Worshipful prince, it has been a moon’s sail towards the rising sun and still we have found no towns or cities, the Nubians here have no metal, cloth or pottery, not even villages. It is my misfortune to report that we have not seen any sign of gold, tin or precious gems, due to the ferocity of these southern Nile crocodiles it has been impossible for our assayer to test for gold dust in the rivers. I also beg leave to report that a poisonous serpent has slain the assayer when he was exploring inland. The men with him did report a strange animal, it has the appearance of a gazelle but lacks horns instead it has a long tail and it stands on two legs and moves in great bounds by beating its tail on the ground.
Worshipful prince, I have had to abandon the expedition. In the furtherest east we came upon a great reef extending south for many days sail and at frequent peril of grounding the crew clamoured to return to our home waters for they are frightened by the numerous fearsome and perilous beasts. There may still be treasures and trade as yet undiscovered but we can find no sign of them and none of the Nubians can tell us what lies there.
Tyranny of Distance and The Reality of Improbability
So as you can see the Tyranny of Distance strikes again for Australia! As well as the simple fact that Phoenicians are merchants and traders like the Portuguese in the 16th century. Both societies required a port and goods to trade laid on, they don’t have the time or the resources to build extensive facilities. After all its always easier to seize some one else’s like the Portuguese did to Malacca when they arrived in the Spice Islands. The other fact that explodes the myth of Phoenicians in the Sunburnt Land is profit.

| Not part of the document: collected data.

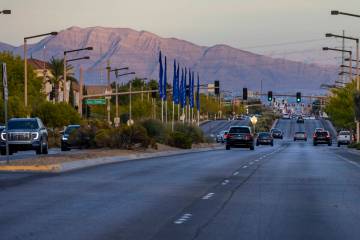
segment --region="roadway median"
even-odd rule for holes
[[[158,150],[84,150],[54,156],[39,156],[24,160],[11,160],[9,164],[0,164],[1,172],[64,173],[99,165],[125,161],[168,157],[181,154],[214,151],[223,149],[218,144],[202,144],[193,149],[178,149],[161,146]]]

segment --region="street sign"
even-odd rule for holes
[[[85,104],[87,105],[105,105],[106,104],[106,100],[103,98],[98,98],[98,99],[86,99],[85,100]]]

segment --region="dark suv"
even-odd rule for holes
[[[0,151],[6,154],[6,140],[9,153],[35,150],[36,154],[48,153],[48,133],[39,118],[12,118],[1,132]]]
[[[61,151],[70,151],[72,148],[76,148],[70,141],[70,135],[75,133],[80,128],[80,125],[69,125],[62,132],[61,137]]]
[[[226,150],[230,150],[231,147],[254,150],[254,136],[251,133],[251,128],[248,126],[230,127],[226,136]]]
[[[314,146],[318,145],[319,143],[327,144],[329,146],[332,145],[332,139],[330,133],[328,131],[317,131],[314,132],[313,135],[313,144]]]

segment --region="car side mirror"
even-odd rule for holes
[[[59,133],[60,133],[61,135],[64,135],[64,132],[65,132],[65,131],[60,131]]]

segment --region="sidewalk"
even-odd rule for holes
[[[158,157],[168,157],[176,156],[190,153],[198,153],[205,151],[216,151],[223,149],[222,146],[213,146],[207,148],[197,148],[197,149],[184,149],[184,150],[171,150],[171,151],[162,151],[155,153],[135,153],[128,154],[125,156],[111,156],[111,157],[98,157],[98,158],[89,158],[83,160],[75,161],[65,161],[55,164],[26,164],[26,165],[0,165],[1,172],[31,172],[31,173],[63,173],[79,169],[84,169],[93,166],[99,166],[110,163],[120,163],[125,161],[133,161],[140,159],[149,159],[149,158],[158,158]]]

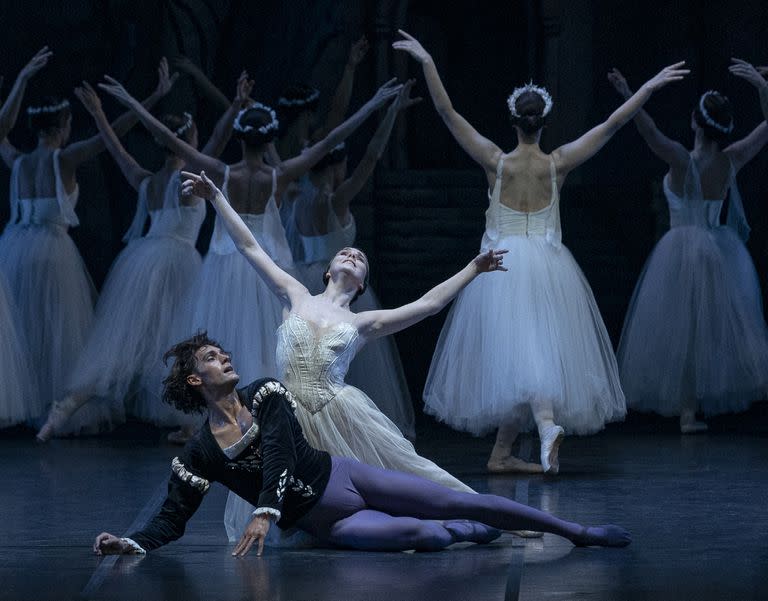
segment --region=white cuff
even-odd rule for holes
[[[131,551],[130,553],[128,553],[128,555],[146,555],[147,554],[144,547],[142,547],[139,543],[137,543],[132,538],[123,537],[120,540],[123,541],[124,543],[128,543],[131,546]]]
[[[279,510],[272,509],[271,507],[257,507],[253,510],[253,515],[271,515],[275,517],[275,521],[280,520],[280,516],[282,515]]]

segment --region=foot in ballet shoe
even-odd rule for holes
[[[171,444],[185,445],[192,438],[192,433],[180,428],[168,434],[168,442]]]
[[[544,536],[543,532],[537,530],[510,530],[509,532],[520,538],[541,538]]]
[[[488,471],[492,474],[541,474],[544,470],[538,463],[529,463],[518,457],[491,457],[487,463]]]
[[[571,542],[577,547],[626,547],[632,542],[632,535],[614,524],[585,526]]]
[[[560,426],[549,426],[541,433],[541,467],[545,474],[557,474],[560,471],[558,452],[565,437],[565,430]]]
[[[56,433],[61,430],[61,427],[66,423],[69,418],[69,411],[66,410],[66,401],[55,401],[51,406],[51,410],[48,412],[48,417],[35,435],[37,442],[48,442],[51,438],[56,436]]]
[[[709,430],[709,426],[704,422],[693,420],[680,420],[680,433],[681,434],[701,434]]]
[[[501,536],[501,530],[472,520],[445,520],[443,528],[450,532],[457,543],[485,545]]]

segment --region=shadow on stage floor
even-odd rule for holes
[[[233,559],[212,488],[180,541],[146,557],[98,558],[92,540],[123,533],[162,491],[178,447],[127,424],[100,437],[32,442],[0,432],[0,599],[437,601],[768,598],[768,405],[681,437],[674,420],[631,416],[567,438],[555,478],[489,476],[491,438],[432,423],[418,449],[479,492],[586,523],[617,522],[627,549],[576,549],[505,534],[439,553],[267,549]],[[537,449],[528,440],[526,448]]]

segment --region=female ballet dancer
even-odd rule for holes
[[[269,107],[256,103],[238,113],[233,127],[241,143],[243,159],[230,166],[180,140],[117,81],[108,78],[108,82],[100,87],[134,110],[163,146],[182,158],[189,169],[205,169],[211,174],[272,259],[287,269],[292,268],[292,260],[277,207],[279,192],[393,99],[402,87],[395,85],[394,80],[386,83],[328,137],[299,156],[271,167],[265,163],[265,153],[279,124]],[[244,377],[275,373],[275,331],[282,321],[282,308],[266,284],[253,277],[247,261],[237,253],[222,227],[217,219],[192,296],[180,311],[183,328],[174,327],[174,331],[193,332],[204,328],[211,335],[225,337],[232,344],[232,352],[242,357]],[[222,311],[223,306],[229,307],[228,310]]]
[[[165,59],[158,68],[156,90],[146,99],[154,105],[171,89]],[[0,256],[21,313],[39,394],[32,417],[44,418],[85,345],[93,319],[95,291],[67,230],[78,225],[77,167],[105,148],[99,134],[67,144],[72,115],[67,100],[50,99],[27,109],[38,145],[22,154],[7,139],[0,146],[12,167],[11,220],[0,237]],[[128,112],[112,124],[118,135],[136,123]],[[93,431],[112,419],[114,407],[98,403],[84,408],[61,434]],[[38,422],[39,423],[39,422]]]
[[[221,151],[222,140],[229,137],[231,123],[252,87],[253,82],[241,74],[232,107],[203,148],[204,154],[216,156]],[[67,394],[54,404],[37,438],[48,440],[92,398],[131,401],[131,413],[142,420],[161,426],[183,424],[181,433],[172,433],[173,441],[189,438],[196,424],[159,402],[159,381],[153,376],[171,340],[174,316],[200,271],[202,259],[195,242],[205,219],[205,203],[195,197],[179,200],[183,159],[166,153],[157,173],[144,169],[120,143],[93,88],[84,83],[75,94],[139,196],[133,223],[123,238],[128,246],[115,259],[104,283]],[[197,148],[197,127],[189,113],[166,115],[162,120],[177,137]],[[147,217],[150,229],[142,237]]]
[[[406,100],[390,105],[365,155],[349,177],[346,147],[342,144],[301,180],[298,193],[291,202],[288,224],[295,228],[296,239],[302,247],[302,259],[297,261],[294,255],[297,278],[312,294],[319,294],[325,288],[324,274],[334,255],[342,248],[354,245],[357,228],[349,205],[381,158],[399,111],[421,101],[421,98],[409,98],[414,81],[406,83]],[[288,226],[286,229],[290,240]],[[380,308],[371,287],[355,301],[357,312]],[[401,432],[414,438],[413,404],[400,355],[391,336],[370,341],[355,356],[349,366],[347,382],[362,389]]]
[[[559,190],[567,175],[600,150],[651,94],[688,72],[677,63],[649,80],[604,123],[547,155],[541,129],[552,108],[546,90],[517,88],[507,104],[518,146],[509,154],[453,108],[432,57],[412,36],[393,47],[421,63],[430,95],[459,144],[484,168],[490,206],[482,249],[503,246],[515,269],[479,278],[445,322],[424,390],[426,410],[473,434],[498,427],[492,472],[559,471],[565,430],[589,434],[626,413],[616,359],[592,291],[561,244]],[[530,423],[541,438],[541,466],[513,457]]]
[[[745,64],[737,74],[742,71],[753,70]],[[622,96],[631,94],[619,71],[608,79]],[[693,110],[690,151],[645,111],[635,124],[669,167],[664,194],[671,227],[646,261],[627,311],[618,350],[621,381],[630,407],[679,415],[682,433],[702,432],[707,426],[696,420],[697,409],[706,415],[744,410],[768,390],[766,325],[742,242],[749,227],[736,185],[738,171],[768,142],[768,124],[729,144],[733,110],[714,91]],[[721,227],[726,196],[728,225]]]
[[[48,47],[42,48],[19,71],[8,98],[0,108],[0,140],[5,139],[16,124],[29,80],[45,67],[52,54]],[[0,255],[0,262],[3,261],[4,257]],[[31,403],[37,395],[19,310],[5,279],[4,268],[0,268],[0,353],[5,357],[0,364],[0,382],[3,383],[0,428],[6,428],[34,417]]]

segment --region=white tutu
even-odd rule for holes
[[[2,256],[2,255],[0,255]],[[35,417],[37,398],[27,342],[19,328],[16,303],[9,292],[4,270],[0,270],[0,428],[24,423]]]

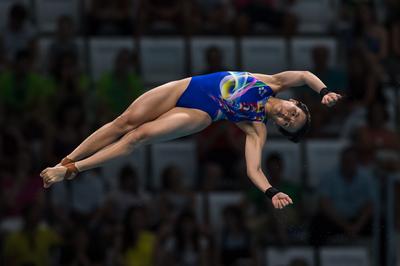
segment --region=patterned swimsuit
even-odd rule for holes
[[[217,72],[192,77],[176,106],[207,112],[213,121],[261,121],[272,89],[248,72]]]

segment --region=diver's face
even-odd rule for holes
[[[282,100],[274,112],[275,123],[289,132],[298,131],[306,121],[306,114],[296,106],[296,101]]]

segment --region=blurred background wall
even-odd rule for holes
[[[0,265],[400,265],[400,4],[396,0],[0,0]],[[268,128],[246,177],[228,122],[42,188],[136,97],[221,70],[309,70],[301,144]]]

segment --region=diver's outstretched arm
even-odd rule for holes
[[[292,199],[285,193],[279,192],[269,183],[267,177],[261,169],[262,150],[267,137],[267,128],[262,123],[239,122],[238,127],[246,133],[245,158],[247,175],[254,185],[269,196],[272,205],[276,209],[283,209],[289,204],[293,204]],[[270,190],[275,192],[269,195]]]
[[[307,85],[320,94],[322,96],[321,103],[329,107],[335,105],[342,98],[340,94],[326,91],[326,85],[310,71],[285,71],[272,75],[272,78],[279,84],[276,92]]]

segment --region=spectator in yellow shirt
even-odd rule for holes
[[[115,58],[114,69],[103,73],[97,83],[98,102],[113,115],[121,113],[144,92],[142,81],[135,73],[136,60],[135,53],[121,49]]]
[[[50,264],[51,249],[57,246],[61,239],[55,231],[39,224],[41,211],[40,204],[32,204],[23,210],[22,229],[5,238],[4,265]]]
[[[156,236],[146,227],[146,209],[132,207],[125,214],[122,260],[125,266],[152,266]]]

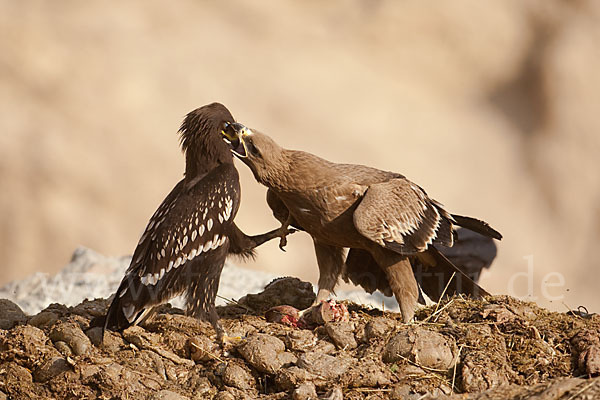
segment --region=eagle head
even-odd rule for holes
[[[250,167],[256,180],[262,184],[273,184],[288,166],[284,150],[264,133],[236,122],[228,125],[222,136],[231,152]]]
[[[221,132],[235,119],[220,103],[211,103],[189,112],[179,128],[181,149],[186,156],[186,177],[203,174],[218,164],[232,163],[229,147]]]

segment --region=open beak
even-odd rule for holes
[[[233,154],[239,158],[248,157],[244,138],[252,134],[250,129],[238,122],[233,122],[227,124],[221,133],[223,134],[223,140],[229,145]]]

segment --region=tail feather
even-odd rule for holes
[[[454,215],[452,214],[452,218],[456,222],[457,225],[462,226],[463,228],[467,228],[472,230],[473,232],[477,232],[487,237],[491,237],[494,239],[502,239],[502,234],[492,228],[487,222],[481,221],[476,218],[465,217],[462,215]]]
[[[150,301],[150,295],[149,290],[138,279],[130,282],[126,275],[106,312],[102,337],[106,329],[122,331],[142,322],[156,303]]]
[[[125,316],[123,312],[123,306],[119,301],[118,292],[115,293],[108,311],[106,313],[106,319],[104,321],[104,330],[110,329],[111,331],[121,331],[131,326],[131,322]]]
[[[453,294],[464,293],[467,295],[471,295],[473,297],[483,297],[489,296],[485,289],[479,286],[471,277],[465,274],[459,267],[454,265],[452,261],[450,261],[444,254],[442,254],[438,249],[433,246],[430,246],[427,250],[427,255],[430,255],[433,262],[429,260],[427,262],[422,262],[425,265],[425,270],[415,271],[415,274],[418,276],[422,274],[419,282],[421,285],[421,289],[434,301],[439,301],[444,296],[450,296]],[[428,264],[431,265],[433,269],[429,270],[427,267]],[[450,281],[450,278],[454,275],[454,278]],[[449,282],[449,283],[448,283]],[[447,289],[444,292],[444,288]]]

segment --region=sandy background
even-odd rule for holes
[[[0,284],[130,254],[182,176],[182,117],[220,101],[490,222],[491,292],[600,311],[599,2],[3,0],[0,49]],[[238,166],[238,224],[277,226]],[[302,234],[247,265],[317,277]]]

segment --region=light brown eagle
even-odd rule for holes
[[[232,128],[224,139],[269,188],[275,217],[284,228],[297,227],[313,238],[320,273],[316,303],[327,299],[340,276],[369,292],[393,293],[405,322],[412,320],[420,298],[417,281],[434,300],[453,273],[448,294],[488,294],[435,247],[451,247],[457,226],[501,239],[487,223],[448,213],[401,174],[333,163],[284,149],[242,124]],[[415,277],[416,266],[423,268]]]

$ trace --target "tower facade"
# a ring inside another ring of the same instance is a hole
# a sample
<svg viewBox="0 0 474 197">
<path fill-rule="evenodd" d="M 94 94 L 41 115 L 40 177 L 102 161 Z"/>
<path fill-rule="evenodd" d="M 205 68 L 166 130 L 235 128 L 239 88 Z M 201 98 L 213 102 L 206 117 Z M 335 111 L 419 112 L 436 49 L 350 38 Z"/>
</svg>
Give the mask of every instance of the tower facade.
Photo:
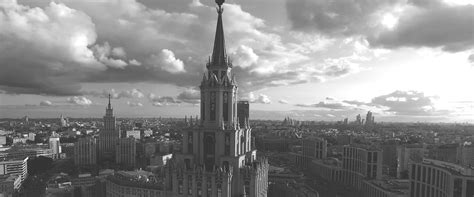
<svg viewBox="0 0 474 197">
<path fill-rule="evenodd" d="M 115 145 L 119 138 L 119 131 L 116 126 L 116 119 L 114 116 L 114 110 L 110 104 L 110 94 L 109 94 L 109 104 L 105 109 L 104 116 L 104 127 L 99 133 L 99 158 L 100 160 L 110 160 L 113 161 L 115 155 Z"/>
<path fill-rule="evenodd" d="M 97 142 L 95 138 L 80 138 L 74 143 L 74 164 L 77 166 L 97 164 Z"/>
<path fill-rule="evenodd" d="M 58 154 L 61 153 L 61 143 L 59 140 L 59 134 L 53 131 L 48 141 L 49 141 L 49 149 L 52 150 L 55 157 L 58 156 Z"/>
<path fill-rule="evenodd" d="M 224 0 L 216 3 L 214 48 L 199 86 L 201 119 L 183 131 L 182 154 L 171 164 L 173 190 L 193 196 L 267 196 L 268 161 L 257 158 L 248 119 L 239 123 L 238 87 L 225 49 Z"/>
</svg>

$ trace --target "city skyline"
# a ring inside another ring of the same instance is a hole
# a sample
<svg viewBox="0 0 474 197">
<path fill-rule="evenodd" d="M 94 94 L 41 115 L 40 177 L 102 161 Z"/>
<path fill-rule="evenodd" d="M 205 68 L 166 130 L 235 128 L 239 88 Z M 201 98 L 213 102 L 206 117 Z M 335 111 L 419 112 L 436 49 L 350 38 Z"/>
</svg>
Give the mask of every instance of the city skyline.
<svg viewBox="0 0 474 197">
<path fill-rule="evenodd" d="M 0 118 L 101 117 L 109 93 L 117 117 L 198 115 L 213 3 L 0 3 Z M 474 120 L 469 1 L 245 0 L 225 9 L 251 119 L 372 111 L 375 121 Z"/>
</svg>

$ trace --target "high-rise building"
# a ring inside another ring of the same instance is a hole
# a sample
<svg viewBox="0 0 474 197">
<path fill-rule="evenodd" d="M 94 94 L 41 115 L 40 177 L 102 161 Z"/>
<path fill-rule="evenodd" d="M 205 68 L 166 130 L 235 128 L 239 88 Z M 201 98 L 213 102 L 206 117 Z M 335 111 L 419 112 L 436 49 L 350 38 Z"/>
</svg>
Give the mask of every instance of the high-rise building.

As I said above they are primarily traders, and ships the essential transport vehicle of commerce are expensive. This being an accepted fact it is highly unlikely they’d send a fleet thousands of sea miles into the unknown with what would have to be hundreds of valuable skilled workers and supplies relying on dozens of supply ports along the way. As we have seen with the early modern exploitation of the Spice route by the Portuguese, Spanish and Dutch, long distance expeditions are frighteningly expensive. Losses were always high, several ships may depart on any venture, but that’s not how many return. Frequently a single leaky worm riddled vessel limps back to port crew decimated by scurvy and tropical diseases as it ties up to the docks all the investors pray that its packed to gunwales with gold, diamonds or spices. The alternative is too horrible to contemplate looming financial disaster and ruin.
When looked at the whole Phoenician –Australia situation as a simple cost –risk benefit analysis the prospect of their venturing this way diminishes dramatically. More telling is the local ready source of markets and resources, in other words follow the money! If gold and slaves are there for the picking on the East African coast and spices, gems and Lapis lazuli can be easily traded in India, then why risk the perils of distant and dangerous Terra Australis? Unless of course you have a few convicts to offload?
Naw, Punt salt mines are closer.
Bye all and as the doctor says – take the damned pills!